Today, I saw the Bara Imambara from the outside. It cost 300 rupees to get in and I have never heard of it before this week. I also saw the Chota Imambara, but went inside (for 10 rupees). Both are tombs. The inside of the smaller one (chota) was ornamented in colorful pictures and scale-down models.
Last night I walked through the richer part of town. The main street in Lucknow is called MG Road after Gandhi. It's ironic that the poshest street in every Indian city is named after the minimalist Mahatma. To speak of "Two India's" is too simplistic, but the difference between the old city and the new part of town in many cities is striking. There are sidewalks, wide avenues, fancy stores, bright lights, and beggars in the newer part of Lucknow. What makes that area really nice are the numerous lit statues and (what I think are) government buildings, which are pleasing to the eye.

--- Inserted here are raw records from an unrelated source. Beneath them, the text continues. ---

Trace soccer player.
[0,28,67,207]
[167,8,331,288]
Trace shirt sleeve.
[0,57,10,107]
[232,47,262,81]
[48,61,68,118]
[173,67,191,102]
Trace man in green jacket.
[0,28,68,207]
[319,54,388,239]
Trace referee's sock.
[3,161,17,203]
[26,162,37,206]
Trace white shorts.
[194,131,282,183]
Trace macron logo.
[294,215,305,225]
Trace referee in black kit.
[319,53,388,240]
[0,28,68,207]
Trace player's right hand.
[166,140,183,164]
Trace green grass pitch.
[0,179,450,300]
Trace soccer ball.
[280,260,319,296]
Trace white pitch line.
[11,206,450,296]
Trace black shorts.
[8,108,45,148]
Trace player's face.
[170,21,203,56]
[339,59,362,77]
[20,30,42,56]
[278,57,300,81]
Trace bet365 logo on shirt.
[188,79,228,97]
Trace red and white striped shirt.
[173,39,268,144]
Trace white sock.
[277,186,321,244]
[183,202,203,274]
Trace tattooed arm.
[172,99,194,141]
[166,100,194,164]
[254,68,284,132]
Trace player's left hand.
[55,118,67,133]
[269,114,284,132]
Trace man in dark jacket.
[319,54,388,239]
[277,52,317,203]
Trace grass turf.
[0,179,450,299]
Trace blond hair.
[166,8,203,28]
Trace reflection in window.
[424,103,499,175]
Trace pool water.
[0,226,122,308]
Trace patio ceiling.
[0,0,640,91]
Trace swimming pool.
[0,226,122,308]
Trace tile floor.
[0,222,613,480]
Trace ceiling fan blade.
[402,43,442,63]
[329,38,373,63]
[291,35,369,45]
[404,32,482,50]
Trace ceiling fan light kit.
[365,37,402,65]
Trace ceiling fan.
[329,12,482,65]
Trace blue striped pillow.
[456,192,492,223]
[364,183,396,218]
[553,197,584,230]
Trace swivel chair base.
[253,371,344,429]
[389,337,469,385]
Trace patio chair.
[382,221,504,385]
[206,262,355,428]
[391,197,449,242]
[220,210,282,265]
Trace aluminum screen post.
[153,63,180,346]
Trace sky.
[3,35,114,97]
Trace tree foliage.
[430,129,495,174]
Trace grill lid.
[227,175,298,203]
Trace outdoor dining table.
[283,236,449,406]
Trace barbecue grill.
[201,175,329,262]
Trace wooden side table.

I've had some trouble with the hotel. The power kept going out one day (localized only to my room and then only my floor), the cable goes out at night, and today I found a lizard in my room. I told the hotel staff about it and they didn't understand the word lizard. So I said animal. They asked (in a curt dismissive tone) like a monkey? The name is Hotel Mayur, come for the lizards and power outages, stay for the rude guys at the reception desk.
As I've hinted at, there a fine line between standing up for yourself and drawing yourself into a cultural or linguistic misunderstanding. It is a line that I have been on both sides of. One of the points I've been trying to make is that India is not the stereotypical "spiritual place" that Westerners view it as. It is a country that is really probably several in one. Those places have problems like anywhere else. Many people spend each day trying to make it to the next. There's poverty. There's pollution. There's garbage. But perhaps I have gone too far sometimes in trying to disprove this stereotype of the West, which is so far from reality. This is a special place. There are tiny rewarding moments every time you walk out of the door. The key is to catch them through everything else being thrown around. India is a place that doesn't apologize for what it is. Nor should it.